Quelques grands algébristes


Arthur Cayley,

mathématicien britannique (Richmond 1821 - Cambridge 1895). Il est d’abord avocat pendant quinze ans, puis, à partir de 1863, il professe les mathématiques à Cambridge. Ses travaux portent sur la théorie des invariants algébriques, le calcul matriciel, qu’il crée en 1858, la géométrie à n dimensions. En s’appuyant sur des conceptions qu’il développe en 1859, F. Klein montrera, en particulier, que les géométries élémentaires à trois dimensions se ramènent à la géométrie projective par l’introduction d’une quadrique, l’Absolu.


Nicolas Chuquet,

mathématicien français (Paris v. 1445 - † v. 1500). Il n’est connu que par son Triparty en la science des nombres (1484), le plus ancien traité d’algèbre écrit par un Français. Il n’en existe qu’un seul manuscrit (Bibliothèque nationale), partiellement édité en 1880-1881 par A. Marre (1823-1918). Chuquet utilise les nombres négatifs et le zéro. Il emploie pour les puissances une notation exponentielle très proche de l’actuelle, avec des exposants tant positifs que négatifs. Enfin, en numération parlée, on lui doit la création des termes de billion, de trillion, de quatrillion...


Gabriel Cramer,

mathématicien suisse (Genève 1704 - Bagnols-sur-Cèze 1752). Élève de Jean Bernoulli, il est surtout connu par son Introduction à l’analyse des courbes algébriques (1750), véritable encyclopédie des courbes algébriques. Son nom reste lié aux systèmes d’équations du premier degré, dits « de Cramer » (systèmes ayant autant d’inconnues que d’équations et de déterminant non nul).


Augustus De Morgan,

mathématicien britannique (Madoura, province de Madras, 1806 - Londres 1871). Professeur de mathématiques à l’University College à Londres, il a écrit de nombreux articles d’histoire et de philosophie des mathématiques, partiellement réunis dans A budget of Paradoxes (Londres, 1872). Avec G. Boole, il est l’un des fondateurs de la logique mathématique, où les lois de dualité portent son nom. Son principal écrit en ce domaine est Formal Logic (1847).


Hermann Grassmann,

mathématicien et linguiste allemand (Stettin 1809 - id. 1877). Professeur de mathématiques dans l’enseignement moyen, réputé pour ses études de sanskrit, il est, à côté de Möbius et de Hamilton, un des fondateurs des algèbres multilinéaires. Son ouvrage Linealen Ausdehnungslehre (1844), s’il fut peu compris de ses contemporains, eut une influence considérable sur le développement ultérieur de l’algèbre.

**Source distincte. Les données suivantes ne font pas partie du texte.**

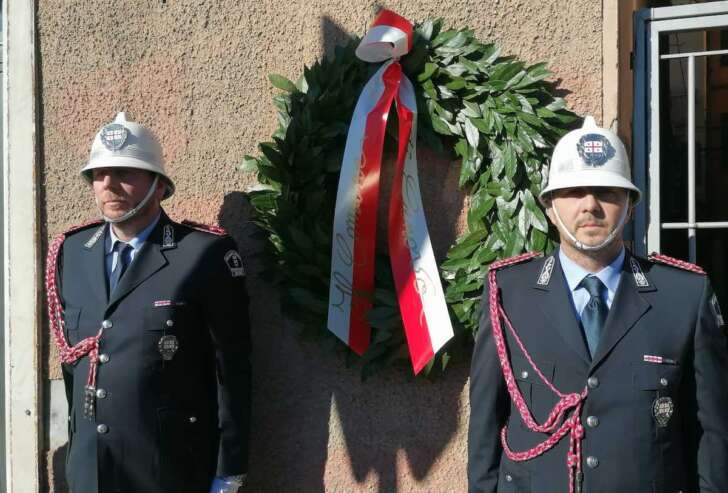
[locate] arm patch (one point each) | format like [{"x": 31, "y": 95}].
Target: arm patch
[{"x": 234, "y": 263}]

Sir William Rowan Hamilton,

mathématicien et astronome irlandais (Dublin 1805 - id. 1865). En 1827, il succède à John Brinkley (1763-1835) dans la chaire d’astronomie à l’université de Dublin, puis est nommé astronome royal d’Irlande. En optique, sa façon de formaliser les résultats acquis à son époque est susceptible d’une double interprétation ondulatoire et corpusculaire. Ses conceptions en dynamique dépassent le domaine classique et se rapprochent, à certains égards, de la mécanique quantique actuelle. En algèbre, Hamilton découvre en 1843 les quaternions, premier exemple d’un corps non commutatif.


Leonardo Fibonacci,

dit Léonard de Pise, mathématicien italien (Pise v. 1175 - † apr. 1240). Il commence par voyager dans tous les pays méditerranéens, où il s’imprègne des connaissances mathématiques byzantines et arabes.

C’est en 1202 qu’il écrit son ouvrage principal, le Liber Abaci, traitant surtout d’arithmétique et d’algèbre. Il y utilise la numération arabe de position et s’y révèle habile algébriste.